As a design, the image space of the print is divided into two parts with the wall sconce serving to demarcate the boundary. On one side is Wilberforce; on the other is Horsely. The activities they are engaged in and the objects that surround them help to identify and satirize them. To begin with, there is the irony of Wiberforce smoking with a negress whose fellow blacks would have slaved in tobacco fields to provide those cheroots. Then there are the questionable motives of a man sitting opposite a bare-breasted negress while his companion is groping another black woman. According to Draper Hill, one of the alternative titles Gillray considered for this print was A Peep into ye motives for ye repeal of ye slave trade. In keeping with this line of thinking, above Wilberforce is a painting of Incle & Yarico, a popular story of interracial attraction which was made into a comic opera in 1787 and would have been familiar to Gillray's audience.

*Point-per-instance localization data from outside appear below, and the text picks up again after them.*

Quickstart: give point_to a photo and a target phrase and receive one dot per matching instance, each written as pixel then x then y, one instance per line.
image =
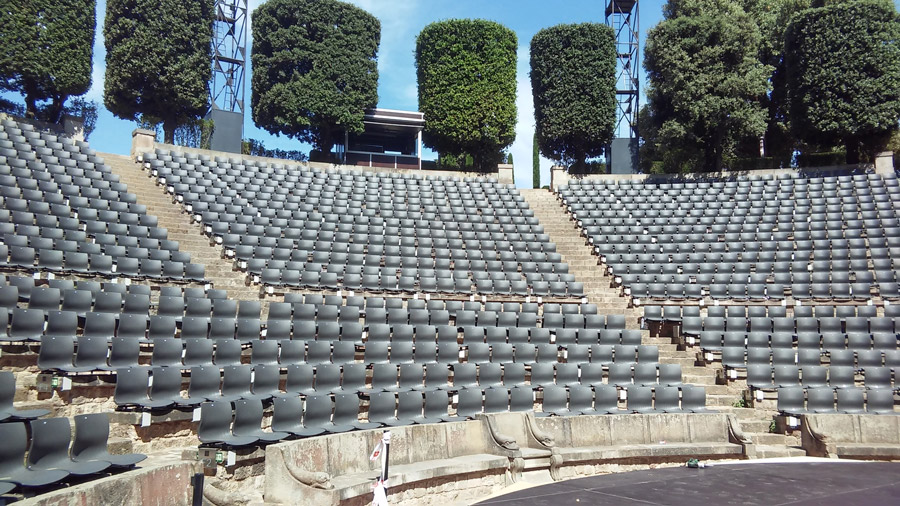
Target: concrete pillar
pixel 74 127
pixel 884 162
pixel 142 141
pixel 558 177
pixel 505 173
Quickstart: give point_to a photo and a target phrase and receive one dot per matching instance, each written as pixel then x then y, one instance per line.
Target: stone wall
pixel 165 485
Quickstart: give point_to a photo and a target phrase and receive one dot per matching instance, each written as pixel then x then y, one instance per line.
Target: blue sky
pixel 401 21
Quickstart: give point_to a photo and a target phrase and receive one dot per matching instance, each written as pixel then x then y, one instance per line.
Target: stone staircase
pixel 757 425
pixel 576 252
pixel 181 227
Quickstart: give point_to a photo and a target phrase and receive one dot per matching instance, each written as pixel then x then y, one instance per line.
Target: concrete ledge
pixel 489 453
pixel 335 468
pixel 152 486
pixel 866 437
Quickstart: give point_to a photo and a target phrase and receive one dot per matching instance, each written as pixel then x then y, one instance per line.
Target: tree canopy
pixel 158 60
pixel 466 72
pixel 705 83
pixel 46 47
pixel 843 74
pixel 573 84
pixel 315 69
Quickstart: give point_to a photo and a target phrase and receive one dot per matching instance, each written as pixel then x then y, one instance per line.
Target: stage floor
pixel 763 483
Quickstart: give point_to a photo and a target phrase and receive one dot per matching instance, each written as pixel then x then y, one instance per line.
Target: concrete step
pixel 179 226
pixel 755 426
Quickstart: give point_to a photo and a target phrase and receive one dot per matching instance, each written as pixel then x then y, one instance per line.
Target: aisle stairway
pixel 575 251
pixel 180 227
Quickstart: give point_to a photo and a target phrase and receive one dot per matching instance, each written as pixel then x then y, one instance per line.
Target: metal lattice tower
pixel 229 56
pixel 622 16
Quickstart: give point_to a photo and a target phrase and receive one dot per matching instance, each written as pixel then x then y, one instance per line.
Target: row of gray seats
pixel 55 190
pixel 238 424
pixel 231 183
pixel 798 401
pixel 159 388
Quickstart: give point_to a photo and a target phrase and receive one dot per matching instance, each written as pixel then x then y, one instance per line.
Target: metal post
pixel 197 483
pixel 387 455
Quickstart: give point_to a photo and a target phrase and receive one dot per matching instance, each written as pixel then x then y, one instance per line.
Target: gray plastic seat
pixel 248 416
pixel 693 399
pixel 228 352
pixel 215 426
pixel 850 401
pixel 91 439
pixel 287 417
pixel 555 401
pixel 204 385
pixel 468 405
pixel 880 402
pixel 790 401
pixel 820 400
pixel 640 399
pixel 7 393
pixel 50 440
pixel 12 459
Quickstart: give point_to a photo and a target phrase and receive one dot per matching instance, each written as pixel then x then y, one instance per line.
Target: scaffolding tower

But perhaps the most damning and least obvious element of this part of the satire is the painting in the upper-left of the image labeled "Captn Kimber in the Cells of Newgate. John Kimber was the captain of the slave ship Recovery that picked up African natives from New Calabar and transported them to Grenada where they would be sold. In a speech before Parliament in 1792, Wilberforce had accused him of the torture and murder of a young black girl on board his ship. Kimber was subsequently imprisoned and tried at the Old Bailey in London, but acquitted when one of the witnesses was shown to have perjured himself in providing contradictory testimony. The paper at Wilberforce's feet refers to that perjury conviction. The combined references were obviously intended to discredit the otherwise overwhelming evidence presented by Wilberforce and his associates of the barbarities of the slave trade. In this context, the smoke thrown up by Wilberforce and his negress may be intended as an oblique suggestion of intentional and cooperative obfuscation.

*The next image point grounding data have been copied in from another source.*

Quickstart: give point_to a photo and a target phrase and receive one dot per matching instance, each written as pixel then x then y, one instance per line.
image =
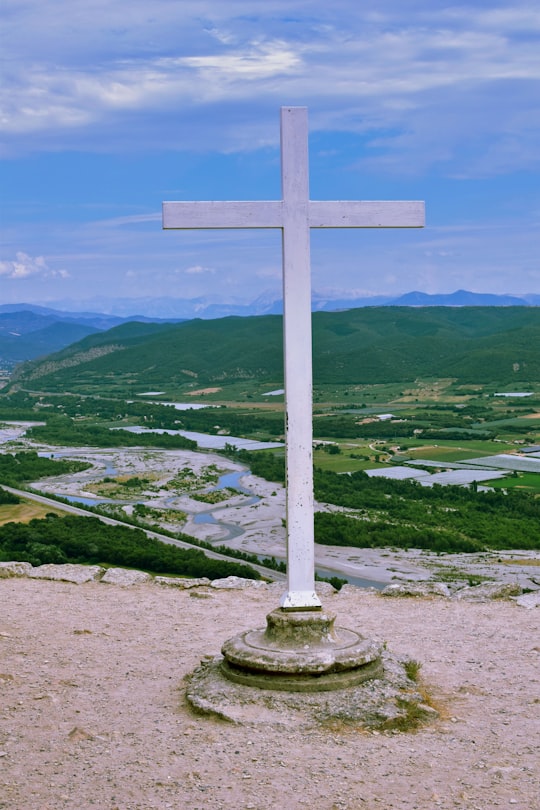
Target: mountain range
pixel 367 345
pixel 28 331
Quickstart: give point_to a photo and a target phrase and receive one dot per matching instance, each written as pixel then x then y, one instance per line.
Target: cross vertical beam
pixel 295 215
pixel 297 361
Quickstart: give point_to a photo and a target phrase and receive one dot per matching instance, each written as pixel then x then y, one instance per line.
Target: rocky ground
pixel 258 527
pixel 93 711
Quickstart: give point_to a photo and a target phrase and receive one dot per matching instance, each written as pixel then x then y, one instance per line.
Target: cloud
pixel 25 266
pixel 197 270
pixel 425 76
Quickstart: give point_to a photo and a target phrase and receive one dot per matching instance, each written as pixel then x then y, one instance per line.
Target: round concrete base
pixel 301 651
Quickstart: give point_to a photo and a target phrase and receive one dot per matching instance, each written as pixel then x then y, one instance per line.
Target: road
pixel 267 573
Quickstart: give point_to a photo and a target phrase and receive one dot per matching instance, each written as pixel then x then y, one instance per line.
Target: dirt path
pixel 92 714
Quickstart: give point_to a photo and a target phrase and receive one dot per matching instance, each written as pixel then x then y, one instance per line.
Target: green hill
pixel 496 345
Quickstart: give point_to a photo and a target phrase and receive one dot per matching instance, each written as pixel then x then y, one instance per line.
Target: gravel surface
pixel 93 712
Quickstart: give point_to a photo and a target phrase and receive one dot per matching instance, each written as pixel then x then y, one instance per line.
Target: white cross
pixel 295 215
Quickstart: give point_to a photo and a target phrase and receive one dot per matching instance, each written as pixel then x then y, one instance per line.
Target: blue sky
pixel 110 107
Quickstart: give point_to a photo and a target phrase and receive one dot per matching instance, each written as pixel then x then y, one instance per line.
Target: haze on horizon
pixel 109 110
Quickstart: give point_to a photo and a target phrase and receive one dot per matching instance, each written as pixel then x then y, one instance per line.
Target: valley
pixel 417 475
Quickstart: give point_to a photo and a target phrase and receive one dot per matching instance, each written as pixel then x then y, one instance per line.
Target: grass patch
pixel 412 669
pixel 25 512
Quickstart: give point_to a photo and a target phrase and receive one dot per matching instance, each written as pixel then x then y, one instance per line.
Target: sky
pixel 110 107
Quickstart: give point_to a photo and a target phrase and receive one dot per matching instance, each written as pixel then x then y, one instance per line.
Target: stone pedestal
pixel 301 651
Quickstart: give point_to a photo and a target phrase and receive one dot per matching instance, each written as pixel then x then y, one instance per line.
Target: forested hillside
pixel 368 345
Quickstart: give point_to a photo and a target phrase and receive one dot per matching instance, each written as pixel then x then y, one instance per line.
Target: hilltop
pixel 94 714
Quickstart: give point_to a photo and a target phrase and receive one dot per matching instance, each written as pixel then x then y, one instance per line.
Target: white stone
pixel 125 577
pixel 14 569
pixel 68 572
pixel 295 215
pixel 528 600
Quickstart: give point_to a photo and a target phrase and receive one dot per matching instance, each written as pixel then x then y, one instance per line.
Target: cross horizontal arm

The Horseley side of the print is simpler. Some of the details simply help to identify Horseley and distinguish him from the randy and hypocritical prelates that populate many a caricature by Rowlandson and others. For instance, there is a painting on the wall of "Westminster Abbey" where Horseley was Dean. There is a volume labeled Mathematick, referring to his commentaries on Newton's Mathematics. And a manuscript, the Defence of Orthodoxy which probably refers to his writings against dissenters, and an on-going dispute with one of those dissenters, Joseph Priestley, about Christ's divinity. But most of the other details suggest that Horseley is a hypocrite and philanderer, whose "Charity" according to the books on the table beside him, "covers a multitude of sins," for whom "Humanity" is a mask, and whose pretence of concern is but one of the Bishop of "Rochester's Jests."* In the painting directly above Horseley, a man in a coach looking very much like the bishop is gazing lecherously at the leg of a young woman riding above. In an earlier state of the print in the British Museum, the painting is titled: Love at first Sight, or the Charms of a Cook-Maids legs.

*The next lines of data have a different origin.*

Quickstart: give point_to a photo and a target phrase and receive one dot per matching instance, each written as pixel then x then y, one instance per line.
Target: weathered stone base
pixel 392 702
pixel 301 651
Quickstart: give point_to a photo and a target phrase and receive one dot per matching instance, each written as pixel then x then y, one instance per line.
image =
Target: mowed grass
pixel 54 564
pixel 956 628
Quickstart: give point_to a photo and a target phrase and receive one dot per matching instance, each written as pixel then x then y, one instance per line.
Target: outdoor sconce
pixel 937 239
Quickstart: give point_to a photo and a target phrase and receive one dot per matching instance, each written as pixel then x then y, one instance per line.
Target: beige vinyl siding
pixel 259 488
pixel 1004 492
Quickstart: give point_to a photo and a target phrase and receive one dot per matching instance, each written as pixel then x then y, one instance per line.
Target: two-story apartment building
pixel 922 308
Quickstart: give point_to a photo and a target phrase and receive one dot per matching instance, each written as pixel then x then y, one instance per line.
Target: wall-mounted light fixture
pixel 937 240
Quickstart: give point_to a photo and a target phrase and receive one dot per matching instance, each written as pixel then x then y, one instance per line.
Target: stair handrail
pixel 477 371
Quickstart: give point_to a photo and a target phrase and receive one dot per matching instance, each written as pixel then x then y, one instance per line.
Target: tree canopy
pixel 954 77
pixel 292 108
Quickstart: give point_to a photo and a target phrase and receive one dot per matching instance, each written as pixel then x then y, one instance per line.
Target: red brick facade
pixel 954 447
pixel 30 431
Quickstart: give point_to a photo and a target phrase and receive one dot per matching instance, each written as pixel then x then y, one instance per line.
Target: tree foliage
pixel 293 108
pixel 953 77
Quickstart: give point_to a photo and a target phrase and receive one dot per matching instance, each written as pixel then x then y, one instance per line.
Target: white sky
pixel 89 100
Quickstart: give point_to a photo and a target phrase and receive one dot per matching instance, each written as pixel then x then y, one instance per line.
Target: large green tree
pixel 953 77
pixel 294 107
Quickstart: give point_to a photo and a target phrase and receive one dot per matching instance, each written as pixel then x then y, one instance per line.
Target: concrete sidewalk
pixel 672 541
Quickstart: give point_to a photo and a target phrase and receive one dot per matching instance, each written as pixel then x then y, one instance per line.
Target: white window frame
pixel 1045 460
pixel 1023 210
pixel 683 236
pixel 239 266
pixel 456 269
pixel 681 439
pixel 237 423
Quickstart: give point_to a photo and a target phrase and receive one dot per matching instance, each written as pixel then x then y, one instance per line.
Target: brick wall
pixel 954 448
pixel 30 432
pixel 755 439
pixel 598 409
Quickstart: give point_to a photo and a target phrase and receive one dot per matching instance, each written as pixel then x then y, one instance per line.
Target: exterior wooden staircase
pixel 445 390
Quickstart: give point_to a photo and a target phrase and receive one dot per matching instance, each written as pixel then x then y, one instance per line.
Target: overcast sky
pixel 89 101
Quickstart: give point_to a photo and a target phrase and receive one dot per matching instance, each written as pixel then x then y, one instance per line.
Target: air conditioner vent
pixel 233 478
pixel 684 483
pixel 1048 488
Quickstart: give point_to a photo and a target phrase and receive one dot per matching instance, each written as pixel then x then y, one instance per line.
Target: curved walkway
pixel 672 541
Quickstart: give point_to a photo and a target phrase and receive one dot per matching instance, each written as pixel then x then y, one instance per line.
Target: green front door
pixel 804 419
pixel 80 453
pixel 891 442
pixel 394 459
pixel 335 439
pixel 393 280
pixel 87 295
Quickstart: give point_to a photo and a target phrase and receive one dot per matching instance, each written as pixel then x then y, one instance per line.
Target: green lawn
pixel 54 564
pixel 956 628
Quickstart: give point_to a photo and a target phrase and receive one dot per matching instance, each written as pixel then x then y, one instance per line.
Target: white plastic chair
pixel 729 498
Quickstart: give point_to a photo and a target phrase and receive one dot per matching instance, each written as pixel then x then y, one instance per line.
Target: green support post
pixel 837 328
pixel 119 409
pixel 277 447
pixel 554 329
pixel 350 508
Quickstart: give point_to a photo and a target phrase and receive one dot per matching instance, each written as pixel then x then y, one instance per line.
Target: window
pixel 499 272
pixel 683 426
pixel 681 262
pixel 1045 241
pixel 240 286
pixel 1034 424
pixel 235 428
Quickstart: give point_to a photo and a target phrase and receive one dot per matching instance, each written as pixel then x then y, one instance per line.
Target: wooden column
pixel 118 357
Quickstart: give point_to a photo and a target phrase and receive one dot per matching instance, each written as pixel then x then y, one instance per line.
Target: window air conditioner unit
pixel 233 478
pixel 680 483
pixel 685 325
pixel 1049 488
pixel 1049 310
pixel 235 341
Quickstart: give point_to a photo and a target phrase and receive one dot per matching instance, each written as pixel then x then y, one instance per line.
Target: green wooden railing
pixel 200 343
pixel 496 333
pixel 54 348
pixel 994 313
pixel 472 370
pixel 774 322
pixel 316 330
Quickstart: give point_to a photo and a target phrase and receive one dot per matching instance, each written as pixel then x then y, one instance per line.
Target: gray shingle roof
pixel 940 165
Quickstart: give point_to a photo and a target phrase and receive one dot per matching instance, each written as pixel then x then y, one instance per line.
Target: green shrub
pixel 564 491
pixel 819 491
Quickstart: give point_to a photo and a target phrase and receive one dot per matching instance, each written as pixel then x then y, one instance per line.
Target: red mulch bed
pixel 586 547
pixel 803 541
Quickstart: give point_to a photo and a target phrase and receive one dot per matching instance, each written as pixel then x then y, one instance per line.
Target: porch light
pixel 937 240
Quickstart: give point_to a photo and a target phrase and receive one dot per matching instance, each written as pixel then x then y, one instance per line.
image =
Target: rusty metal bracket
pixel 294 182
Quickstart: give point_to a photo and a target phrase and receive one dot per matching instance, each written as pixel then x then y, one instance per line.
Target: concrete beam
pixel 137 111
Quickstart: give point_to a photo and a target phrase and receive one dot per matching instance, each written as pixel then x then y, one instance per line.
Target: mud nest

Philanthropic Consolations after the Loss of the Slave Bill

Early State of Philanthropic Consolations. . . [No Date]
© Trustees of the British Museum

* Rochester's Jests was a real book whose full title was: Rochester's Jests, or the Quintessence of Wit: An Entire New Collection of Funny Jests, Droll Stories, Keen Repartees, Merry Jokes, Excellent Puns, Comical Bulls, Egregious Blunders and Quaint Conundrums.